The parent company of the capsized ship, Carnival, saw its share price slump almost 17 per cent in the UK overnight. The company says lost earnings from the disaster may cost it almost $100million dollars, and that doesn’t include insurance and personal injury claims which may arise.
Carnival has gone from a business pulling in $564million in revenue in 1987 to close to $16billion last year. Its CEO, Micky Arison is at number 75 on Forbes’ rich America list with a net worth of $4.2billion. But no doubt, he, and the company will have its work cut out, trying to rebuild the brand.
The company’s safety record is strong.
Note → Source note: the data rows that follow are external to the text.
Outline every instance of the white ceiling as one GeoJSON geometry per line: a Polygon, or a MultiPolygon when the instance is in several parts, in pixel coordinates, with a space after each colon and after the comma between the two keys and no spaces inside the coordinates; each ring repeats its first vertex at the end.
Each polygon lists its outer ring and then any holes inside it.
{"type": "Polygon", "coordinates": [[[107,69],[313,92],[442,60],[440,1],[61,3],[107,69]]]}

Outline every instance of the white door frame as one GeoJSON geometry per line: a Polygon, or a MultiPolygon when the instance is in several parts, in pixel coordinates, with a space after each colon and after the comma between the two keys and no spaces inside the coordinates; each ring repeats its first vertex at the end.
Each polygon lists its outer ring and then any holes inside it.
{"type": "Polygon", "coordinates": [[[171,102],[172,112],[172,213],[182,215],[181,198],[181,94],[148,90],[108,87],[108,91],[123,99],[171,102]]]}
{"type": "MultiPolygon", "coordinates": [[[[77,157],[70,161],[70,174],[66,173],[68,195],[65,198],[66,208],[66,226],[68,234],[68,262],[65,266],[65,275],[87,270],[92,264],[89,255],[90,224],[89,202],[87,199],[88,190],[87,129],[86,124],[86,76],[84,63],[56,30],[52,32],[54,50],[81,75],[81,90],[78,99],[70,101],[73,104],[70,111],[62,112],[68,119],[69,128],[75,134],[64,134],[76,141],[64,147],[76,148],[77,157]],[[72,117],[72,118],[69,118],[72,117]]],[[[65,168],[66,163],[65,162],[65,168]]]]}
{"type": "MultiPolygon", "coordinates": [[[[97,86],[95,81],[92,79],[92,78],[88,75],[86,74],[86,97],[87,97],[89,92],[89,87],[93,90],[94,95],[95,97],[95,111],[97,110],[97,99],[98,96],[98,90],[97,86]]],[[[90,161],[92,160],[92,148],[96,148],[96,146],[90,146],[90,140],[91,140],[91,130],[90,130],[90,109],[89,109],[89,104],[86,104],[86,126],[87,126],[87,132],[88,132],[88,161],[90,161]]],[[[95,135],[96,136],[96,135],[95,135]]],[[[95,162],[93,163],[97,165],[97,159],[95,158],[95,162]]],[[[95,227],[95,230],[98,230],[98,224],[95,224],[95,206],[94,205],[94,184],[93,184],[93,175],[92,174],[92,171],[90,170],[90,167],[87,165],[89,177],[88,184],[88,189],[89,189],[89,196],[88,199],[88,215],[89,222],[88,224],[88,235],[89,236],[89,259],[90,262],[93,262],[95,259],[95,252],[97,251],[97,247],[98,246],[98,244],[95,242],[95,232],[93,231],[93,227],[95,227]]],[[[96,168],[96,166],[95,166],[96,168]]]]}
The Wall Street Journal says there’s been fewer than 0.1 fatalities per million passengers, and that’s three times better than that of airlines.
Repeat cruisers make up 65 per cent of Carnival’s customers. The question is, will this disaster cause these travellers to rethink booking with the company, or this kind of holiday altogether?
Furthermore, this incident happened at one of the company’s peak booking times, as holidaymakers plan their mid-year European summer trips. It’s believed up to one-third of all cruise trips are booked in the January to March period.
Morgan Stanley for example, has downgraded the company’s 2012 earnings by 30 per cent as a result of lower expected sales.
So, does this accident change your take on ocean liner holidays?
I do have an even bigger question though, how do they now save the half sunken ship and tow it out of the water?